First, Luetkemeyer claimed the Waxman-Markey legislation would create "the most insidious tax you will ever find," and said the cap-and-trade legislation would cost "anywhere from $1,800 to $4,000 per family, depending on which [discredited] study you want to look at," which is true enough. But in reality, the legislation would cost about $175 per household per year, according to the Congressional Budget office.
The Congressman is also claiming that every clean energy job will cost either 2.2 or 22 "regular jobs," thereby annihilating the American economy.
At the end of the day, the Heritage Foundation did some studies on it and found for every green job you create, it will cost two point two regular jobs...

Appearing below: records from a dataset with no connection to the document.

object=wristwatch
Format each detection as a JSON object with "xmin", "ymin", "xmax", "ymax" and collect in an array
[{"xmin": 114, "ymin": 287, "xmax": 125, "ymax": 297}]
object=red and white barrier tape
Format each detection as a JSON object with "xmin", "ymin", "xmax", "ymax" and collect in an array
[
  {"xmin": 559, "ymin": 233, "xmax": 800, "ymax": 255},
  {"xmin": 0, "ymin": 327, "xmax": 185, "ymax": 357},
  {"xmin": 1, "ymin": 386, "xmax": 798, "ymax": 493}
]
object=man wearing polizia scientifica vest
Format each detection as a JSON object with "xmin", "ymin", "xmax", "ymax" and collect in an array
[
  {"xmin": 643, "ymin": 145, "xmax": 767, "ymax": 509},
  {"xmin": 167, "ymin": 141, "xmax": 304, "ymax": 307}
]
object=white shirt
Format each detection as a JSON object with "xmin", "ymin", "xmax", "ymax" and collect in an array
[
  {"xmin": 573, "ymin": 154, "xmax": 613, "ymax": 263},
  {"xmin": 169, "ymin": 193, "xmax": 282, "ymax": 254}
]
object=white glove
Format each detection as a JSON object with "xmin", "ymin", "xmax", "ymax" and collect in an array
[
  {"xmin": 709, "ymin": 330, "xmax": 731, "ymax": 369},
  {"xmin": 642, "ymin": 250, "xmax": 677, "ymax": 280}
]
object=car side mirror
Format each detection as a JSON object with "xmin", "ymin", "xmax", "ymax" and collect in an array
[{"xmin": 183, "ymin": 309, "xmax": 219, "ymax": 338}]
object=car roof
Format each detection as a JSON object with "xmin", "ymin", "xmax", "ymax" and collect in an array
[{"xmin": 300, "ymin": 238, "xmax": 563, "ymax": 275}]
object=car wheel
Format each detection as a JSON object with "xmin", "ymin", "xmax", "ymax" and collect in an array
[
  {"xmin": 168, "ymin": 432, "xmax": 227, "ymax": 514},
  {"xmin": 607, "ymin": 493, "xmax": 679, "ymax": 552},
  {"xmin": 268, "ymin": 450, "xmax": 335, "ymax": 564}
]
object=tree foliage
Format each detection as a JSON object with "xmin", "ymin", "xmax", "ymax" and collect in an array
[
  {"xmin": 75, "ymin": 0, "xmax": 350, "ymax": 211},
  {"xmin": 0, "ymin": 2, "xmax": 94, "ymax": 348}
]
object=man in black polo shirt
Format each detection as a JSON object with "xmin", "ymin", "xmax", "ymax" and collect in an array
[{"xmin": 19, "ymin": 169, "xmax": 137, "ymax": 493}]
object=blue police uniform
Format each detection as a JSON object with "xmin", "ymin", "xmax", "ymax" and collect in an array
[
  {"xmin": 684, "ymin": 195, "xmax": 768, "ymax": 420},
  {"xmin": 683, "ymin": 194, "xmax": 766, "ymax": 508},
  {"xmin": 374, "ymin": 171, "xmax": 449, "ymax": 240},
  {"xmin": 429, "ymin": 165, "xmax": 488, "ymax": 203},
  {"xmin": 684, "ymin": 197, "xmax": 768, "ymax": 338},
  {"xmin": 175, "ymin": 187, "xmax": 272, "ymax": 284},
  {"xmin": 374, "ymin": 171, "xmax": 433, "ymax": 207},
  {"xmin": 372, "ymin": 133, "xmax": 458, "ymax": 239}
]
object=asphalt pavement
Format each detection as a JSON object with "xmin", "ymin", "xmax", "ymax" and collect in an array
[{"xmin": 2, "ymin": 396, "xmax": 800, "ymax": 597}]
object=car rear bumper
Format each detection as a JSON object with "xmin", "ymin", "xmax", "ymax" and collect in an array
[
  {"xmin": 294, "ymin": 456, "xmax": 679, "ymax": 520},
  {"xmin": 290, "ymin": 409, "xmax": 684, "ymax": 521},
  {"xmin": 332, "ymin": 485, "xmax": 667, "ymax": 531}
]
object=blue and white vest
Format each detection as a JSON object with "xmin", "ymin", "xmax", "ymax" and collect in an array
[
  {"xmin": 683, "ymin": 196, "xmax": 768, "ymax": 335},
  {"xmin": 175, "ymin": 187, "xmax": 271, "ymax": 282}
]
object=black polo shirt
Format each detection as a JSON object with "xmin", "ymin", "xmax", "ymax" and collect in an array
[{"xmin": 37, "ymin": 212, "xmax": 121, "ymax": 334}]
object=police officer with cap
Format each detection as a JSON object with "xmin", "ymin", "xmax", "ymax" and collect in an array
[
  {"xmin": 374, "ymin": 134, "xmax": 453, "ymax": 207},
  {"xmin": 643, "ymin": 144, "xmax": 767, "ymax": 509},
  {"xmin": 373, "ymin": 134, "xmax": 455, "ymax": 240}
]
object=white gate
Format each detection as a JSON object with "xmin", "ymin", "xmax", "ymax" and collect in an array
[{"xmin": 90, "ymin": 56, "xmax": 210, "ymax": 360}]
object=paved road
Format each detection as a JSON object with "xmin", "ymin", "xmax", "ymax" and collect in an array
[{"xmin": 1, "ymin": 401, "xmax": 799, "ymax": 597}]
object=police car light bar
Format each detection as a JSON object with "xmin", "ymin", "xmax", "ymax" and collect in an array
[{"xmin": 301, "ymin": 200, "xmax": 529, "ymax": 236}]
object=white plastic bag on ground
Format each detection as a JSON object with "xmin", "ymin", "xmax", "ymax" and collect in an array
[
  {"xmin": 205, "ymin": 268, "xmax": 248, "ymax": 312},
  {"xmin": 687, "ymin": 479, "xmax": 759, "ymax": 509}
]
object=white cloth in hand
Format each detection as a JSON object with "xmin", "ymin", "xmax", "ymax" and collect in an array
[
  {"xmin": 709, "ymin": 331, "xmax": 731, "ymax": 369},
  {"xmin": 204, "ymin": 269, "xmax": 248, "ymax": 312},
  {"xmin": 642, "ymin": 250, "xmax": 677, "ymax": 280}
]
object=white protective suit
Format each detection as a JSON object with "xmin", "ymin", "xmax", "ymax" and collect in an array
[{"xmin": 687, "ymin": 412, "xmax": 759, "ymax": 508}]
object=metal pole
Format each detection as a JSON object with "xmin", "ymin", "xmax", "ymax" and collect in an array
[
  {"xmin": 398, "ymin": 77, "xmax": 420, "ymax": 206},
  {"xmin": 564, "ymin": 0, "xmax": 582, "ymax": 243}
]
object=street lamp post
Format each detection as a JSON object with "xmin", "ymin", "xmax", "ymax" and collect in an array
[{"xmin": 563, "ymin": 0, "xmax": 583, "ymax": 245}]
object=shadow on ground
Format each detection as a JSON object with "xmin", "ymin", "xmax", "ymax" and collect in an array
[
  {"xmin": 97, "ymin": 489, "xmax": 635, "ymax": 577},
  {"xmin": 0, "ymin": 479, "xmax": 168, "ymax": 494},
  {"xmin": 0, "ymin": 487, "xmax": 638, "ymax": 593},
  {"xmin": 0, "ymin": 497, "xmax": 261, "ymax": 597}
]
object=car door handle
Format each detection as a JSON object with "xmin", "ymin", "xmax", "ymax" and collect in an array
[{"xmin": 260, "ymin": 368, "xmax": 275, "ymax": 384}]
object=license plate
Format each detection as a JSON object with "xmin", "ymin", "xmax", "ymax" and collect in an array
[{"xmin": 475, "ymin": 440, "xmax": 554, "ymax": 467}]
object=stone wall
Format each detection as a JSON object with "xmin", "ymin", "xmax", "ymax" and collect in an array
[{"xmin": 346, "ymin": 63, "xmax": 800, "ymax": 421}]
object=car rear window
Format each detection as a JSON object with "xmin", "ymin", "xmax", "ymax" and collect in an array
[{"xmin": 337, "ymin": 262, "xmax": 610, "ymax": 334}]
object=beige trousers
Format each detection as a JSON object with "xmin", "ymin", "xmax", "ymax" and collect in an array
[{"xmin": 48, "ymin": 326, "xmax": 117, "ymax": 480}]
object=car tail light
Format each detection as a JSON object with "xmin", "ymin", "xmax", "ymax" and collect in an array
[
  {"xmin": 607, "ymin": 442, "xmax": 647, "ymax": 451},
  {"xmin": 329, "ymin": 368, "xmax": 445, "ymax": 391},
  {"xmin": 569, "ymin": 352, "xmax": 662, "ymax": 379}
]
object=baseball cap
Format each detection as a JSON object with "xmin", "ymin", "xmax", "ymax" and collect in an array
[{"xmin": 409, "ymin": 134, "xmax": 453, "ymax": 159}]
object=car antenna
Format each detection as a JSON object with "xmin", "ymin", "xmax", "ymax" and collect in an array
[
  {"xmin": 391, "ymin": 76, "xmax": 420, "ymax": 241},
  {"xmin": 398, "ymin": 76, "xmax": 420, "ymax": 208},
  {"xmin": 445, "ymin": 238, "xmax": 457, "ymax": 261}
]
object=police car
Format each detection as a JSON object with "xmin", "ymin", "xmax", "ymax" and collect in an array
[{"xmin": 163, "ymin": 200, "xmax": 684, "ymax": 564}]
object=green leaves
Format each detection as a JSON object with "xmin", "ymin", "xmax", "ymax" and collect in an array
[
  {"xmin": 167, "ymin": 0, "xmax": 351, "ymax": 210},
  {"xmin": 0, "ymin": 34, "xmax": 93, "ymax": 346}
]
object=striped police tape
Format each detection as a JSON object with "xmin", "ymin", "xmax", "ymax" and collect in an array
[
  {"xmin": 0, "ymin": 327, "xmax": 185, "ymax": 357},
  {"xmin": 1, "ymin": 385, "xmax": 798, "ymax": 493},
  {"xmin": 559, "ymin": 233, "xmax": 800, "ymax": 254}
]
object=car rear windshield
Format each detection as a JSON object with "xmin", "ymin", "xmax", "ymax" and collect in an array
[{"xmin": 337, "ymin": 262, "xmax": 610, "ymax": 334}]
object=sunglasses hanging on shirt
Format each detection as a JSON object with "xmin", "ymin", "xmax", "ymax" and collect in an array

For every one permanent green you lose twenty two other jobs, that happens to be same figures the folks from Europe have when they put this program in place. You lose twenty-two jobs for every green job produced.
Watch Luetkemeyer's comments, as posted by his official office:
Ignoring the fact that Luetkemeyer increased his own scary projections tenfold in the course of 40 seconds, let's look at the 2.2 jobs claim and where it comes from. His numbers come from a Heritage Foundation panel featuring an author from the libertarian think tank Fundacion Juan de Mariana, which argued that "for every green job created [in Spain], 2.2 jobs are lost." However, an official from the region powering Spain’s renewable industry says the study is "completely untrue."
As I will demonstrate, this statement is completely untrue. In Navarre, the development of renewable energies, and above all wind energy, has created wealth, employment and technological development, and I can assert that this can be achieved in any other region or country.
Read the official's full letter here. ThinkProgress explains that the flawed report "relies on bad numbers, grossly underestimating that Spain’s renewable program created only 50,000 jobs, when official estimates are 188,000."
[T]he study doesn’t actually identify those jobs allegedly destroyed by renewable-energy spending. What the study actually says is that government spending on renewable energy is less than half as efficient at job creation as private-sector spending. Specifically, each green job required on average 571,000 euros, compared with 259,000 euros in “average capital per worker” in the rest of the economy.
So how does that translate into outright job destruction? It’s simply a question of opportunity cost, the paper says: “The money spent by the government cannot, once committed to “green jobs”, be consumed or invested by private parties and therefore the jobs that would depend on such consumption and investment will disappear or not be created.”
On paper, that makes sense. But Spain’s support for renewable energy came out of existing tax revenues—there were no special levies on corporate activity designed to underwrite clean energy.